共感幻想

共感は、するものでもなければ、求めるものでもない」と考えられます。そのような態度では、かえって共感はできず、あるいは共感を得られず、絶望に苛まれてしまいます。

苦悩や絶望の中で、世界(他者)と一致することばかりに執着していた人が、一旦、我の意識を失った途端、絶望を共にする人との間(所)から創発されるのが共感です。地獄を共に見るもの同士が、絶望という限界に共に我を忘れる瞬間、我の意識を超えたところにいつも命を育む天国(絶対無)に包まれていたことに覚醒することが真の共感です。生死を共にする者同士が、共時的に共振・共鳴する現象が共感といえます。
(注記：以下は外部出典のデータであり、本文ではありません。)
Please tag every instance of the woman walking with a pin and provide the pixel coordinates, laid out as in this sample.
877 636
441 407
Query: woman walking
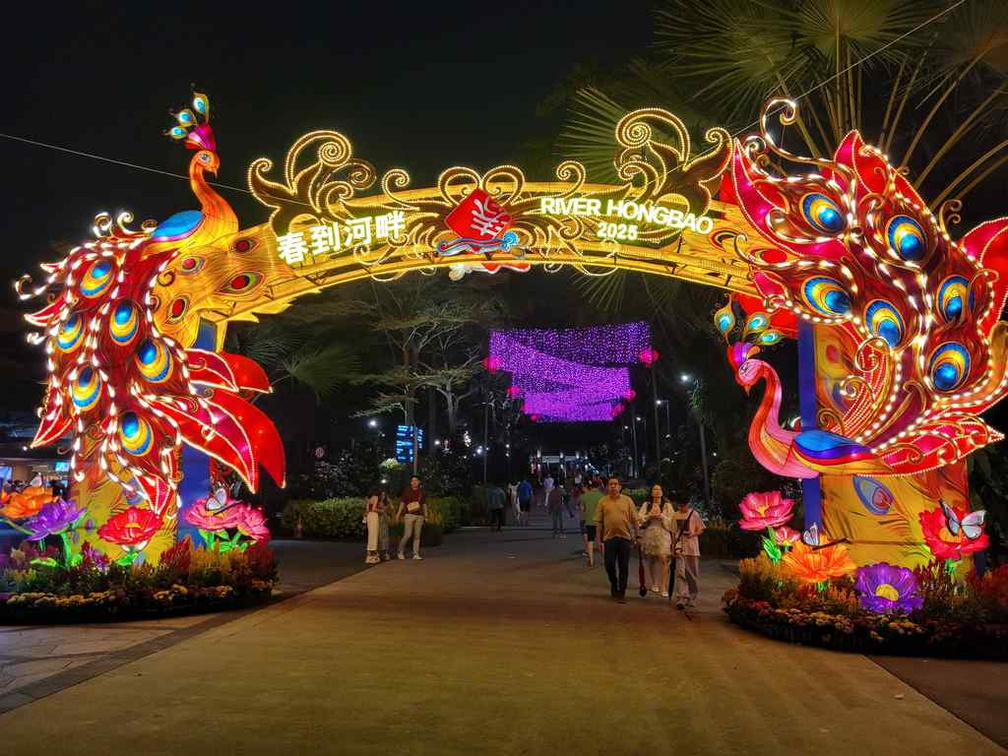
376 516
656 520
688 526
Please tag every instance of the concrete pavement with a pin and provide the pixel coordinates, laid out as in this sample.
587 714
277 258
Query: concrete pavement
495 643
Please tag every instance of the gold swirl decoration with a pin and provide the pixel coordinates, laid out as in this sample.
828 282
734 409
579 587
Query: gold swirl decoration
323 183
311 192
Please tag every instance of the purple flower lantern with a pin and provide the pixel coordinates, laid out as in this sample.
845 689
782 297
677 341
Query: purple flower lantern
54 519
887 589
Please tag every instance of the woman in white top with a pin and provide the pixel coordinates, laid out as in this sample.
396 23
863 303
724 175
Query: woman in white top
655 518
688 527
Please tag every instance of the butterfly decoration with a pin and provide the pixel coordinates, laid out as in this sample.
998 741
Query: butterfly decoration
972 525
218 500
811 537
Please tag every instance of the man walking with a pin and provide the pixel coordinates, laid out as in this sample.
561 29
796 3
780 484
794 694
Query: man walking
554 503
616 527
495 503
524 501
412 510
688 527
547 487
589 507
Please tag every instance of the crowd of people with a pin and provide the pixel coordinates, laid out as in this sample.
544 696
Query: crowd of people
665 532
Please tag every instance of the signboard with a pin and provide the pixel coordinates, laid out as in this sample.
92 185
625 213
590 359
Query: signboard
404 443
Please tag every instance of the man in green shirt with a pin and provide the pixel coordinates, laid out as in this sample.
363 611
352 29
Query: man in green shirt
616 527
588 505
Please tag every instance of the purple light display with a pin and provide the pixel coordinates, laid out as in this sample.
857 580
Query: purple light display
571 375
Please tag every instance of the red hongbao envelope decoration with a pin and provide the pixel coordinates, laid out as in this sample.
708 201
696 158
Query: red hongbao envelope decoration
479 217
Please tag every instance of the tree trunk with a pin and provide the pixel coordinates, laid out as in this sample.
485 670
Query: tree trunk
431 414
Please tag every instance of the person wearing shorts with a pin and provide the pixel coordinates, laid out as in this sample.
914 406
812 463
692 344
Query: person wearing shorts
524 501
588 506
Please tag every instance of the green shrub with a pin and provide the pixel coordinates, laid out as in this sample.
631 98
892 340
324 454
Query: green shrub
332 518
451 510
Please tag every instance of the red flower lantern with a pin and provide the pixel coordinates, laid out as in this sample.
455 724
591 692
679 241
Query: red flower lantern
131 529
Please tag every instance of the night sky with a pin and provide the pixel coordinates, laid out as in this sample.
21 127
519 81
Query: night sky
421 86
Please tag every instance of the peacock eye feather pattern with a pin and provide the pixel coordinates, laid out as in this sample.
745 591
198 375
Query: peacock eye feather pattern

我の意識が、必死に共感を求めたり、共感をしてあげようとしてもできない時、一切合切は、すでに一として場所に包まれて生きていることに目覚めあうことが共感といえるのです。共感とは、我の意識によらない、無為の作業として、自ずと創発されてくる現象といえるのです。

心理学を、我の意識からはじめ、かつ我が、自己と他者が共感することを理想とするところから始めることは、ある意味で、とても危険なことと考えられます。むしろ生きた心理学は、自己と世界の不一致の絶望と、自己と世界の一致の天国を共に等しく扱うことから始めなければならないと考えられるのです。